Jeder Einsatz ist ein kleines Abenteuer, jeder Einsatz ist anders als der vorherige. Dieses Jahr ging es über viele kleine Comunidades Indigenas, wo schon Jahre lang oder noch nie ein Zahnarzt war. Dadurch überwogen die Extraktionen. Aber auch Füllungen haben wir gelegt, z.T. mit Strom aus dem tragbaren Generator. ZE haben wir wegen der kurzen Zeit auf den einzelnen Missionen nicht anfertigen können. Prothetik mit längeren stationären Aufenthalten sei den Folgeteams vorbehalten.
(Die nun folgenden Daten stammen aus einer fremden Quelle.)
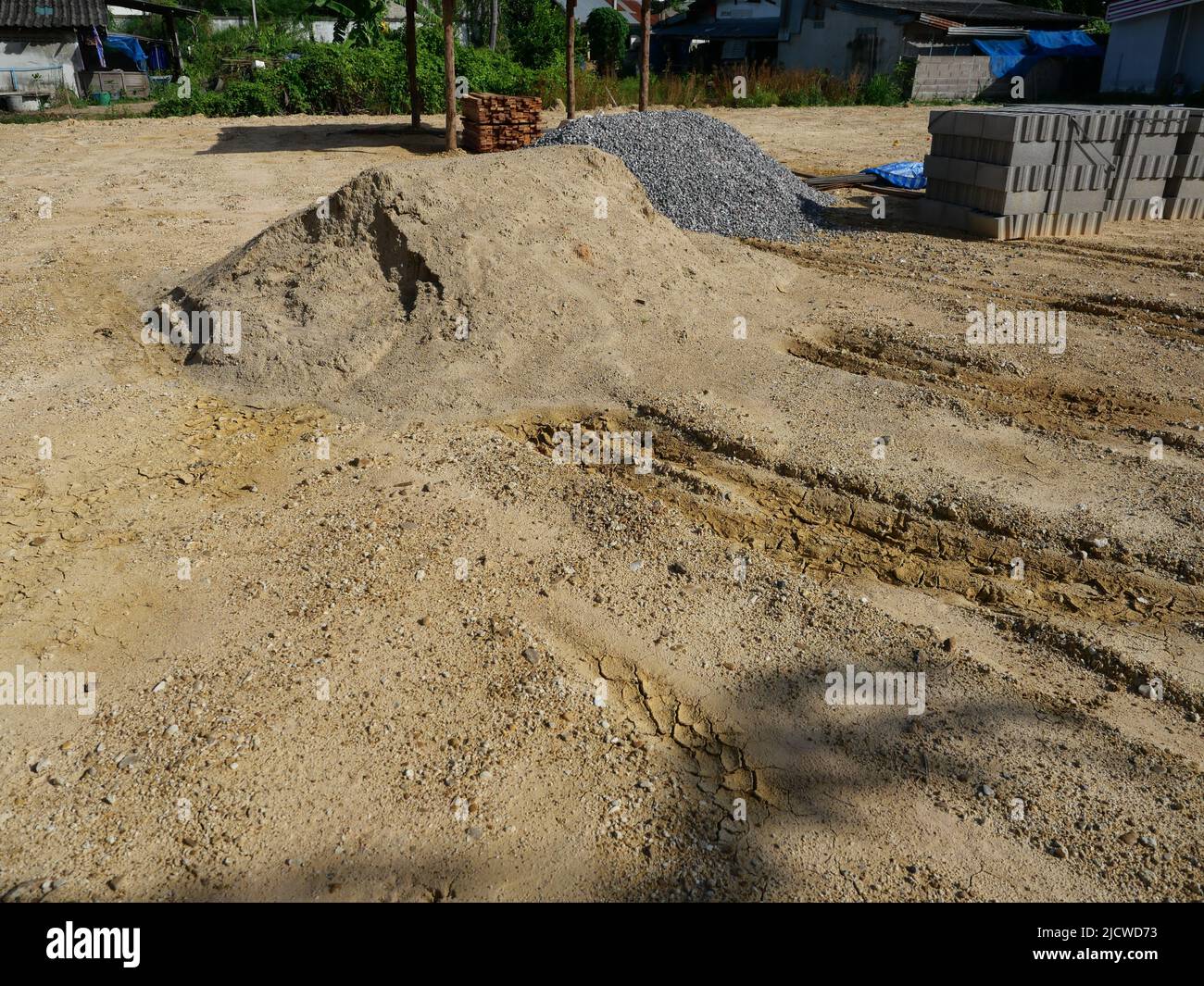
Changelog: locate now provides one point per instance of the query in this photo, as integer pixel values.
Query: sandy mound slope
(569, 283)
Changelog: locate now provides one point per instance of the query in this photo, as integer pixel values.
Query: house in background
(1155, 46)
(629, 8)
(40, 43)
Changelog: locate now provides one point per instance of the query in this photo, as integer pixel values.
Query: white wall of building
(726, 10)
(1144, 49)
(55, 55)
(825, 44)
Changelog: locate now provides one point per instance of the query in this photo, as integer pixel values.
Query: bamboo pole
(416, 96)
(571, 60)
(646, 40)
(449, 71)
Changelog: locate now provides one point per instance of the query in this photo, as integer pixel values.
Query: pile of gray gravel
(703, 175)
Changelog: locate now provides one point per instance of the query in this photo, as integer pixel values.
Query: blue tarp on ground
(901, 173)
(1016, 56)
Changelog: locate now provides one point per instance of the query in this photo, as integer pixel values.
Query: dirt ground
(436, 666)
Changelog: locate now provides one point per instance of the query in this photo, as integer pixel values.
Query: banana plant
(357, 22)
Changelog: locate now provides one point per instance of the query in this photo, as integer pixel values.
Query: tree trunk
(646, 37)
(416, 96)
(571, 60)
(449, 73)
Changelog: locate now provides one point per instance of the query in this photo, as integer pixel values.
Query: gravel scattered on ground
(703, 175)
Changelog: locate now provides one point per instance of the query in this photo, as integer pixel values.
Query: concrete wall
(951, 76)
(826, 44)
(55, 53)
(968, 76)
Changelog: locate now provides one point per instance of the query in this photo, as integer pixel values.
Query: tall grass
(763, 85)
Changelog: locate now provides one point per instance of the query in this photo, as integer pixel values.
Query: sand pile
(470, 285)
(703, 175)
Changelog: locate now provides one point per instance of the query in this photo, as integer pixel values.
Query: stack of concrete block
(1185, 188)
(1016, 172)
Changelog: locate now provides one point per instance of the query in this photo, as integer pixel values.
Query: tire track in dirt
(834, 526)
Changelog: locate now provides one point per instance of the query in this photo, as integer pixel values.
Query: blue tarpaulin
(901, 173)
(1006, 53)
(128, 46)
(1016, 56)
(1066, 44)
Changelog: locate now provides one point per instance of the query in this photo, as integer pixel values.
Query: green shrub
(534, 31)
(608, 32)
(882, 91)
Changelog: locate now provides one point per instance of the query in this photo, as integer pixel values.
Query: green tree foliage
(534, 31)
(359, 22)
(608, 32)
Wieder bewahrheitet hat sich, dass ein Zweierteam die Idealbesetzung darstellt. Zu Zweit kann man relativ autark arbeiten und entzieht der Mission keine Arbeitskraft. Häufig steht auch nur ein Pick-Up mit 3 Sitzplätzen zum Transport zur Verfügung. Der Arzt fährt oft selber, begleitet vom Helfer und einem(r) Dolmetscher(in) / Krankenschwester. In Zukunft werde ich deshalb nur noch Zweierteams ins Projekt schicken. Zumindest eines der Teammitglieder muss vernünftig spanisch sprechen können.  Das Hauptproblem aber: Es geht z.T. SEHR eng zu. Johannes und ich haben von den 4 Wochen in Paraguay  immerhin 3 Wochen in einem (wenn auch wechselnden) Zimmer gelebt, was in unserem Fall problemlos geklappt hat. Denn bei 42C im Schatten sind die Nerven schon mal etwas dünner, zumal wenn die nächste Airconditioning 250 Km entfernt ist. Da man muss sich schon zwischenmenschlich gut verstehen.

 Auch ist eine gewisse körperliche Fitness unbedingt erforderlich. Es kann jahreszeitlich bedingt sehr  heiß und feucht werden, die Temperaturwechsel können brutal sein.

 Belohnt wird man  durch ein außergewöhnliches Erlebnis. Man ist hautnah dabei. Die Kirchenleute einschließlich des Bischofs Lucio sind zum Anfassen. Man wohnt zusammen, man isst zusammen, man reist zusammen. Man gehört zur "Familie".